Anomalie osseuse rare: brachydactylie non syndromique de type C
Imad Ghozlani, Radouane Niamane
Corresponding author: Imad Ghozlani, Service de Rhumatologie, 1er Centre Médico Chirurgical, Agadir, Maroc
Received: 20 Nov 2016 - Accepted: 20 Nov 2016 - Published: 06 Dec 2016
Domain: Clinical medicine
Keywords: Brachydactylie, type C, non syndromique
©Imad Ghozlani et al. Pan African Medical Journal (ISSN: 1937-8688). This is an Open Access article distributed under the terms of the Creative Commons Attribution International 4.0 License (https://creativecommons.org/licenses/by/4.0/), which permits unrestricted use, distribution, and reproduction in any medium, provided the original work is properly cited.
Cite this article: Imad Ghozlani et al. Anomalie osseuse rare: brachydactylie non syndromique de type C. Pan African Medical Journal. 2016;25:220. [doi: 10.11604/pamj.2016.25.220.11227]
Available online at: https://www.panafrican-med-journal.com//content/article/25/220/full
Anomalie osseuse rare: brachydactylie non syndromique de type C
Uncommon bone abnormality: non-syndromic brachydactyly type C
Imad Ghozlani1,&, Radouane Niamane2
1Service de Rhumatologie, 1er Centre Médico Chirurgical, Agadir, Maroc, 2Service de Rhumatologie, Hôpital Militaire Avicenne, Maroc
&Auteur correspondant
Imad Ghozlani, Service de Rhumatologie, 1er Centre Médico Chirurgical, Agadir, Maroc
Brachydactyly is a congenital shortening of the hands or toes related to the absence or small size of phalanges, metacarpal or metatarsal bones. It is a rare anomaly, easily detected in routine clinical practice, but for which a radiological assessment is indispensable. We here present the case of a 40-year old patient presenting with mechanical pain at the base of the right thumb associated with trapezio-metacarpal osteoarthritis also known as rhizarthrosis and in whom a shortening of the 2nd, 3rd, 4th and 5th fingers of both hands was discovered fortuitously on examination (A). The feet were spared. There were no other dysmorphic disorders (ocular, nasal, auricular or digestive). The interview revealed the same disorder only in patient’s mother, without consanguinity. Standard frontal x-ray of both hands showed brachymesophalangy of second, third and fifth rays (B). This type of brachydactyly is more complex. The fourth ray is spared, thus appearing as the longest finger. Brachydactyly can be classified into five different types from A to E. Standard radiography is the key examination for the characterization of the brachydactylies, specifying their topography and type of involvement. Several forms of brachydactyly are caused by mutations in the genes encoding bone morphogenetic proteins components. Brachydactylies can also be integrate into a large number of polymalformative syndrome. Our patient suffers from a isolated non-syndromic brachydactyly type C with autosomal dominant inheritance pattern.

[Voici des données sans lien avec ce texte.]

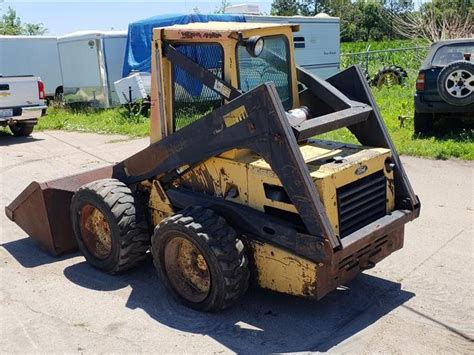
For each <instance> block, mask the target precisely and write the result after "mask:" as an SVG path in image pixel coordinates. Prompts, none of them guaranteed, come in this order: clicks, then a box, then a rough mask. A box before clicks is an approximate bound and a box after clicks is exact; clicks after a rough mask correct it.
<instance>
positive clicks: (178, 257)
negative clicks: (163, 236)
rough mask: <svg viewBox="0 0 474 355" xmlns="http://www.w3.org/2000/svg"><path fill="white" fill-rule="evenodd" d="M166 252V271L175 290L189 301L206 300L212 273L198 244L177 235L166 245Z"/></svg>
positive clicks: (169, 278) (173, 237)
mask: <svg viewBox="0 0 474 355" xmlns="http://www.w3.org/2000/svg"><path fill="white" fill-rule="evenodd" d="M164 254H165V255H164V261H165V268H166V273H167V275H168V278H169V280H170V282H171V284H172V286H173V287H174V288H175V290H176V291H177V292H178V293H179V294H180V295H181V296H182V297H184V298H185V299H186V300H188V301H191V302H196V303H197V302H202V301H204V300H205V299H206V297H207V296H208V294H209V290H210V288H211V275H210V273H209V268H208V265H207V262H206V259H205V258H204V256H203V255H202V253H201V252H200V250H199V249H198V248H197V246H196V245H194V244H193V243H192V242H190V241H189V240H187V239H185V238H183V237H180V236H175V237H172V239H171V240H170V241H169V242H168V244H167V245H166V247H165V251H164Z"/></svg>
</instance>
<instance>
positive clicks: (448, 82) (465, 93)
mask: <svg viewBox="0 0 474 355" xmlns="http://www.w3.org/2000/svg"><path fill="white" fill-rule="evenodd" d="M445 88H446V90H447V92H448V93H449V94H450V95H451V96H453V97H455V98H460V99H462V98H464V97H467V96H469V95H470V94H471V93H472V92H473V91H474V76H473V75H472V74H471V73H470V72H469V71H467V70H455V71H453V72H452V73H451V74H449V76H448V77H447V79H446V83H445Z"/></svg>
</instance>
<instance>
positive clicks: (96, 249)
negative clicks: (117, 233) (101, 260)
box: [81, 204, 112, 259]
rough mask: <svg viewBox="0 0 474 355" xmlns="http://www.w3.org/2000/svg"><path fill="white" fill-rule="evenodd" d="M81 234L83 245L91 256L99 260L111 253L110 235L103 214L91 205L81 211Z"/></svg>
mask: <svg viewBox="0 0 474 355" xmlns="http://www.w3.org/2000/svg"><path fill="white" fill-rule="evenodd" d="M81 232H82V236H83V240H84V243H85V245H86V247H87V249H88V250H89V252H90V253H91V254H93V255H94V256H95V257H97V258H99V259H105V258H107V257H108V256H109V255H110V253H111V252H112V233H111V231H110V226H109V223H108V222H107V219H106V217H105V216H104V214H103V213H102V212H101V211H100V210H99V209H98V208H96V207H94V206H92V205H89V204H88V205H85V206H84V207H82V209H81Z"/></svg>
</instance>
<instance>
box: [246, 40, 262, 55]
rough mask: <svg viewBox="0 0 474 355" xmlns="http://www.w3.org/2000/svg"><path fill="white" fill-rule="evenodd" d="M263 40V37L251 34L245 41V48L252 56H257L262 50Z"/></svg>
mask: <svg viewBox="0 0 474 355" xmlns="http://www.w3.org/2000/svg"><path fill="white" fill-rule="evenodd" d="M264 47H265V41H264V39H263V37H260V36H252V37H250V38H249V39H247V40H246V41H245V48H246V49H247V52H248V53H249V54H250V55H251V56H252V57H258V56H259V55H260V54H262V52H263V48H264Z"/></svg>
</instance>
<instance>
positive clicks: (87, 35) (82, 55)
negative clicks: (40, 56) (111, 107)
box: [58, 31, 127, 108]
mask: <svg viewBox="0 0 474 355" xmlns="http://www.w3.org/2000/svg"><path fill="white" fill-rule="evenodd" d="M126 42H127V32H126V31H81V32H75V33H71V34H68V35H66V36H62V37H59V38H58V48H59V56H60V60H61V72H62V76H63V83H64V101H65V102H66V104H76V103H78V104H87V105H91V106H93V107H99V108H108V107H111V106H114V105H117V104H119V99H118V96H117V94H116V92H115V87H114V81H116V80H118V79H120V78H122V68H123V60H124V56H125V46H126Z"/></svg>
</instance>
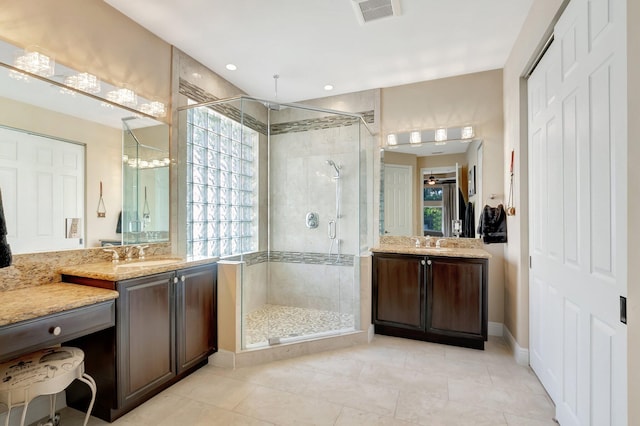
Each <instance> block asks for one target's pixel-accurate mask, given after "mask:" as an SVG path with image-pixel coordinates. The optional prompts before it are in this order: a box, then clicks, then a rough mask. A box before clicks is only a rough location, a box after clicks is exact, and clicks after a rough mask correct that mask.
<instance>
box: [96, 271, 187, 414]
mask: <svg viewBox="0 0 640 426" xmlns="http://www.w3.org/2000/svg"><path fill="white" fill-rule="evenodd" d="M174 277H175V274H174V273H173V272H170V273H166V274H158V275H152V276H150V277H142V278H135V279H131V280H125V281H120V282H118V291H119V292H120V297H119V299H118V312H117V320H116V325H117V333H116V334H117V339H118V341H117V343H116V361H117V366H116V368H117V371H118V377H117V380H118V383H119V386H118V388H119V389H118V406H126V405H127V404H128V403H129V401H135V400H136V399H138V398H140V397H141V396H142V395H145V394H146V393H148V392H149V391H150V390H152V389H154V388H156V387H158V386H161V385H162V384H164V383H166V382H168V381H169V380H171V379H172V378H173V377H174V376H175V375H176V371H177V370H176V363H175V340H176V333H175V332H174V330H175V306H174V303H173V300H174V295H173V287H174V283H173V279H174ZM89 374H91V373H89Z"/></svg>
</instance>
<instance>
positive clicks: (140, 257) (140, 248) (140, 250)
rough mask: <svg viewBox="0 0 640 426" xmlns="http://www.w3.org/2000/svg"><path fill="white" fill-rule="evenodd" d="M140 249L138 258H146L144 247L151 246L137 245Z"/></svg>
mask: <svg viewBox="0 0 640 426" xmlns="http://www.w3.org/2000/svg"><path fill="white" fill-rule="evenodd" d="M135 248H137V249H138V259H144V249H146V248H149V246H135Z"/></svg>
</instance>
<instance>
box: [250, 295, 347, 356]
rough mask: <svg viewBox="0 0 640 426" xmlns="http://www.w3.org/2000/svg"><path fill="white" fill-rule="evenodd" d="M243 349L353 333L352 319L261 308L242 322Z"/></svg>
mask: <svg viewBox="0 0 640 426" xmlns="http://www.w3.org/2000/svg"><path fill="white" fill-rule="evenodd" d="M244 326H245V330H244V335H245V345H246V346H251V345H256V344H261V343H267V342H268V340H269V337H278V338H287V337H298V336H309V335H315V334H320V333H326V332H330V331H335V330H345V329H353V327H354V322H353V315H352V314H344V313H340V312H334V311H323V310H318V309H307V308H298V307H294V306H282V305H269V304H267V305H263V306H262V307H260V308H259V309H256V310H255V311H253V312H251V313H249V314H247V315H246V317H245V321H244Z"/></svg>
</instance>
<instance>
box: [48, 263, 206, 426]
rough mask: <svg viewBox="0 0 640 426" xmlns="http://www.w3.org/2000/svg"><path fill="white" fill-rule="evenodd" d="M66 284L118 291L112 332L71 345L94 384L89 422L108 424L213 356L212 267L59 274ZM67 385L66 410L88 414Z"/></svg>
mask: <svg viewBox="0 0 640 426" xmlns="http://www.w3.org/2000/svg"><path fill="white" fill-rule="evenodd" d="M60 273H61V274H62V279H63V281H65V282H69V283H76V284H83V285H85V286H92V287H100V288H107V289H111V290H115V291H117V292H118V294H119V297H118V299H117V301H116V305H115V312H116V316H115V327H111V328H108V329H105V330H102V331H99V332H97V333H92V334H89V335H86V336H83V337H80V338H77V339H74V340H71V341H68V342H65V344H67V345H69V346H76V347H79V348H81V349H82V350H83V351H84V352H85V367H86V371H87V373H89V374H90V375H91V376H92V377H93V378H94V379H95V381H96V383H97V385H98V394H97V399H96V403H95V406H94V409H93V415H95V416H97V417H100V418H102V419H104V420H107V421H109V422H111V421H114V420H115V419H117V418H118V417H120V416H122V415H123V414H125V413H126V412H128V411H130V410H131V409H133V408H135V407H137V406H138V405H140V404H141V403H143V402H144V401H146V400H147V399H149V398H151V397H152V396H154V395H156V394H157V393H159V392H160V391H161V390H163V389H165V388H166V387H168V386H170V385H171V384H173V383H175V382H176V381H178V380H180V379H181V378H183V377H185V376H186V375H188V374H190V373H191V372H193V371H195V370H196V369H197V368H199V367H201V366H202V365H204V364H206V363H207V360H208V357H209V355H211V354H212V353H214V352H215V351H216V350H217V316H216V312H217V309H216V308H217V307H216V293H217V292H216V289H217V265H216V263H215V262H212V261H200V262H184V261H180V260H178V259H174V261H173V262H172V261H171V260H170V259H166V261H163V260H157V261H154V260H149V261H146V262H136V263H131V264H124V265H116V264H111V263H110V262H108V263H103V264H90V265H79V266H74V267H66V268H61V270H60ZM88 398H89V393H88V392H87V390H86V388H85V387H82V386H80V385H77V386H76V384H75V383H74V384H72V385H71V386H70V387H69V389H68V390H67V404H68V405H69V406H71V407H77V408H78V409H82V407H86V404H87V401H88Z"/></svg>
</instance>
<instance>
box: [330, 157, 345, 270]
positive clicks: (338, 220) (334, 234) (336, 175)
mask: <svg viewBox="0 0 640 426" xmlns="http://www.w3.org/2000/svg"><path fill="white" fill-rule="evenodd" d="M327 164H328V165H330V166H331V167H333V169H334V170H335V171H336V174H335V176H333V177H332V180H334V181H335V184H336V201H335V205H336V211H335V215H334V216H333V218H331V219H329V222H328V223H327V227H328V229H327V233H328V236H329V239H330V240H331V244H330V246H329V258H330V259H331V257H332V256H333V255H335V256H336V259H335V261H336V262H338V261H340V237H339V235H338V221H339V220H340V198H341V194H340V169H341V168H342V167H341V166H338V165H337V164H336V163H335V162H334V161H333V160H327ZM334 246H335V247H334ZM334 249H335V253H334Z"/></svg>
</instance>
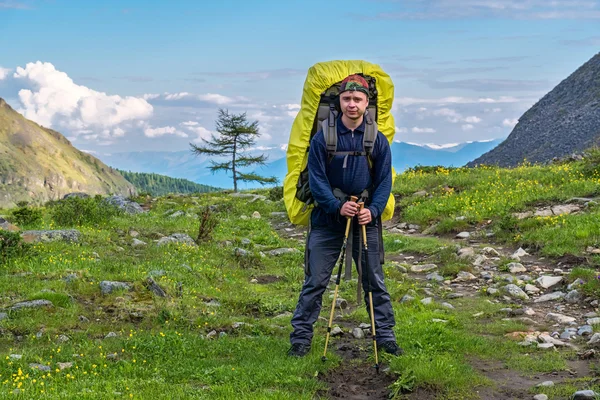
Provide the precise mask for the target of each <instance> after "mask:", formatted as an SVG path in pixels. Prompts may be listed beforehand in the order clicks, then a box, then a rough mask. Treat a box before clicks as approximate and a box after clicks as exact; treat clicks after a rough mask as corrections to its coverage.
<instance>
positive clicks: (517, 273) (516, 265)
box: [507, 263, 527, 274]
mask: <svg viewBox="0 0 600 400" xmlns="http://www.w3.org/2000/svg"><path fill="white" fill-rule="evenodd" d="M507 267H508V270H509V271H510V273H511V274H518V273H519V272H527V268H525V267H524V266H523V264H521V263H510V264H508V265H507Z"/></svg>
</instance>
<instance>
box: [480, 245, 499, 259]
mask: <svg viewBox="0 0 600 400" xmlns="http://www.w3.org/2000/svg"><path fill="white" fill-rule="evenodd" d="M481 252H482V253H483V254H485V255H486V256H494V257H499V256H500V253H498V250H496V249H494V248H493V247H484V248H483V249H482V250H481Z"/></svg>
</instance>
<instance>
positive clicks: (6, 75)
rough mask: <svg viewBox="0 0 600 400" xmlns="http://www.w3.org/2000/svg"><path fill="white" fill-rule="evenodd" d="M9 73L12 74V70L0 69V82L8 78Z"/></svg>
mask: <svg viewBox="0 0 600 400" xmlns="http://www.w3.org/2000/svg"><path fill="white" fill-rule="evenodd" d="M9 72H10V69H8V68H2V67H0V81H1V80H3V79H4V78H6V77H8V73H9Z"/></svg>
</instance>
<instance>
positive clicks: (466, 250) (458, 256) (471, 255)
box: [458, 247, 475, 258]
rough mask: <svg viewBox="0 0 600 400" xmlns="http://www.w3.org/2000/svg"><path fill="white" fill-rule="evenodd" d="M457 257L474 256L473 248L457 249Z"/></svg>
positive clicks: (471, 247)
mask: <svg viewBox="0 0 600 400" xmlns="http://www.w3.org/2000/svg"><path fill="white" fill-rule="evenodd" d="M458 257H459V258H471V257H475V250H474V249H473V248H472V247H463V248H462V249H460V250H458Z"/></svg>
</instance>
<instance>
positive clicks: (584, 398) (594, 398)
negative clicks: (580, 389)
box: [572, 390, 596, 400]
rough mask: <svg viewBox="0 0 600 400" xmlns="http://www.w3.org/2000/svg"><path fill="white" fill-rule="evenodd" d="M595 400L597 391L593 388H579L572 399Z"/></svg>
mask: <svg viewBox="0 0 600 400" xmlns="http://www.w3.org/2000/svg"><path fill="white" fill-rule="evenodd" d="M588 399H589V400H593V399H596V392H594V391H593V390H579V391H577V392H575V393H574V394H573V397H572V400H588Z"/></svg>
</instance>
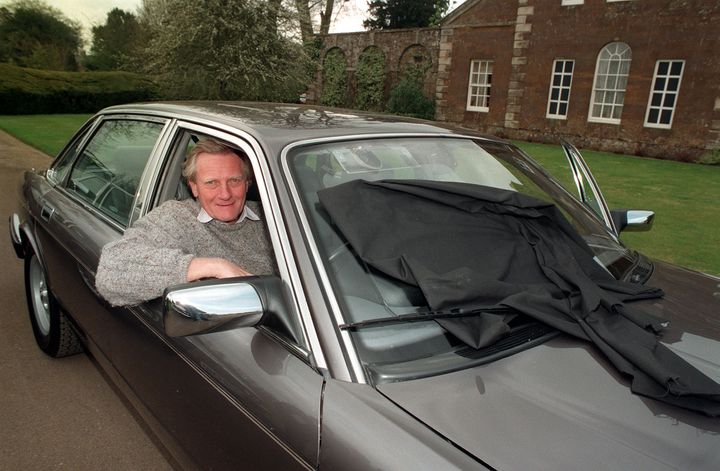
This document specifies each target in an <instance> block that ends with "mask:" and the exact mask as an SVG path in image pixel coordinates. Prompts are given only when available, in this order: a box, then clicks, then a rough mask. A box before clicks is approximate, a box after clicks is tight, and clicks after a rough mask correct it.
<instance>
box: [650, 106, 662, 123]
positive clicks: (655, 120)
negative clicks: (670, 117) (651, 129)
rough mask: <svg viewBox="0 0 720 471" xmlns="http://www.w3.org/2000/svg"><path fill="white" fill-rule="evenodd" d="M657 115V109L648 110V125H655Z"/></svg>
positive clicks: (657, 115)
mask: <svg viewBox="0 0 720 471" xmlns="http://www.w3.org/2000/svg"><path fill="white" fill-rule="evenodd" d="M659 115H660V111H659V110H658V109H657V108H650V113H649V114H648V123H652V124H657V122H658V116H659Z"/></svg>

Key words: Brachydactyly, type C, non-syndromic
La brachydactylie est un raccourcissement congénital des mains ou des pieds en rapport avec l’absence ou la petite taille des phalanges, des os métacarpiens ou métatarsiens. Il s’agit d’une anomalie peu fréquente, décelable aisément sur le plan clinique, mais pour laquelle un complément radiologique est indispensable. Nous présentons le cas d’un patient de 40 ans qui a consulté pour une douleur mécanique de la base du pouce droit en rapport avec une arthrose Trapézo-métacarpienne dite rhizarthrose et chez qui l’examen a trouvé fortuitement un raccourcissement des 2ème, 3ème et 5ème doigts des deux mains (A). Les pieds étaient épargnés. Il n’y avait pas d’autres atteintes dysmorphiques (oculaire, nasale, auriculaire ou digestive). L’interrogatoire a permis de révéler la même atteinte uniquement chez la mère sans notion de consanguinité. La radiographie standard de face des deux mains a montré une brachymésophalangie des deuxièmes, troisièmes et cinquièmes rayons (B). Ce type de brachydactylie est plus complexe. Le quatrième rayon est épargné, apparaissant ainsi comme le doigt le plus long. La brachydactylie peut être classée en cinq types différents de A à E. La radiographie standard est l’examen clé pour la caractérisation des brachydactylies, précisant la topographie et le type de l’atteinte. Plusieurs formes de brachydactylie sont causées par des mutations des gènes codant les composants de la Protéine Osseuse Morphogénétique. Les brachydactylies peuvent également s’intégrer dans un grand nombre de syndrome poly malformatifs. Notre patient présente une brachydactylie isolée non syndromique de type C se transmettant selon un mode autosomique dominant.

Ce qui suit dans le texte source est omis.